Michel Avériânytch regardait aussi comme un devoir de rendre visite à son ami et de le distraire. Il abordait chaque fois André Efîmytch avec une légèreté affectée, se forçait à rire et lui assurait qu’il avait tout à fait bonne mine, et que son état, grâce à Dieu, allait s’améliorant. De toutes ses façons de procéder, on pouvait conclure qu’il envisageait la situation de son ami comme désespérée. Il n’avait pas encore remboursé sa dette de Varsovie et en était accablé de honte et de gêne. Cependant il s’efforçait de rire d’autant et de raconter des histoires plus plaisantes.
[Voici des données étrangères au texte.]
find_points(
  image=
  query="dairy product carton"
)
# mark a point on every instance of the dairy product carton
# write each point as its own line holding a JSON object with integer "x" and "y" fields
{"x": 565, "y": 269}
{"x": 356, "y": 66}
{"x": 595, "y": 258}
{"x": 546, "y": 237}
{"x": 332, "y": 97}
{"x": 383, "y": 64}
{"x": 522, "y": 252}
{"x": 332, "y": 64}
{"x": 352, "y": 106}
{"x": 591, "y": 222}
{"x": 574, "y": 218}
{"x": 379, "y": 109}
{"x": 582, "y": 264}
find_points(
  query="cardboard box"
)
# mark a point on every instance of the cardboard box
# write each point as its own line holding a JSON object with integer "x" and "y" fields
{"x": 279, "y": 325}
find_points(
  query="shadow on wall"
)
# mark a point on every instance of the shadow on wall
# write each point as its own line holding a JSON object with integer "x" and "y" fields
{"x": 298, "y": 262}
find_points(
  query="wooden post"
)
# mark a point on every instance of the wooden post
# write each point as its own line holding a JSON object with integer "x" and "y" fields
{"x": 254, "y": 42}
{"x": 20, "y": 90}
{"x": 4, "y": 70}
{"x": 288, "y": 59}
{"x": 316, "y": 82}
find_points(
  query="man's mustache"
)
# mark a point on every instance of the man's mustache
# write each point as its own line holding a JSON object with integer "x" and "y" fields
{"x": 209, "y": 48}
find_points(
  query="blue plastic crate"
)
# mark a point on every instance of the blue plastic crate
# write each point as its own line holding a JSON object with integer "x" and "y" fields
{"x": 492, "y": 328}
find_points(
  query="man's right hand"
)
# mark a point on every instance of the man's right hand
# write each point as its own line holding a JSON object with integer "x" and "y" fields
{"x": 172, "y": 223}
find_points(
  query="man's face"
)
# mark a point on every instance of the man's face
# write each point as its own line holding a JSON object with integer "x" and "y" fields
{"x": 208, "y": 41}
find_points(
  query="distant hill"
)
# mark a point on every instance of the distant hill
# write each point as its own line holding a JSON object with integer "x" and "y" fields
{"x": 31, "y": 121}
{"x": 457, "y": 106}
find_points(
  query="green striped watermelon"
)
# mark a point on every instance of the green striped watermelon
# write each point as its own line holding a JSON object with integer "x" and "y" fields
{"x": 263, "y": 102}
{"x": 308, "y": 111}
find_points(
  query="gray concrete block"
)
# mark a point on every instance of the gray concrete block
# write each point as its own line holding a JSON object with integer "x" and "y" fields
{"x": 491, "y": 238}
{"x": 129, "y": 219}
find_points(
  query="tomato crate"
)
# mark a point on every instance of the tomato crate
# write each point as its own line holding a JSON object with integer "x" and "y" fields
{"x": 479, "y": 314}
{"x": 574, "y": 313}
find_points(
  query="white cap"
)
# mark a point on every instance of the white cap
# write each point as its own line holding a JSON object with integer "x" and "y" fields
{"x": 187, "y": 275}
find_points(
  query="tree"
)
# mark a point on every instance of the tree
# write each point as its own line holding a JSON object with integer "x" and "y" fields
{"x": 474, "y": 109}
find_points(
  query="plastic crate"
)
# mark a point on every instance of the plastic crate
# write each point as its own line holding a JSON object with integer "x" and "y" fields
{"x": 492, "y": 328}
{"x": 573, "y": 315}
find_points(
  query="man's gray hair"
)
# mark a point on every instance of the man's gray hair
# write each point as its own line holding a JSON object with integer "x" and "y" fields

Ses anecdotes et ses récits, maintenant, paraissaient sempiternels et torturants, non pas à André Efîmytch seulement, mais à lui-même.

Quand il venait, André Efîmytch se couchait sur le divan, la tête tournée vers la muraille, et l’écoutait les dents serrées. Il sentait, tant il bouillait intérieurement, des couches d’écume se déposer sur son âme, plus épaisses après chaque visite, et qui lui remontaient littéralement à la gorge.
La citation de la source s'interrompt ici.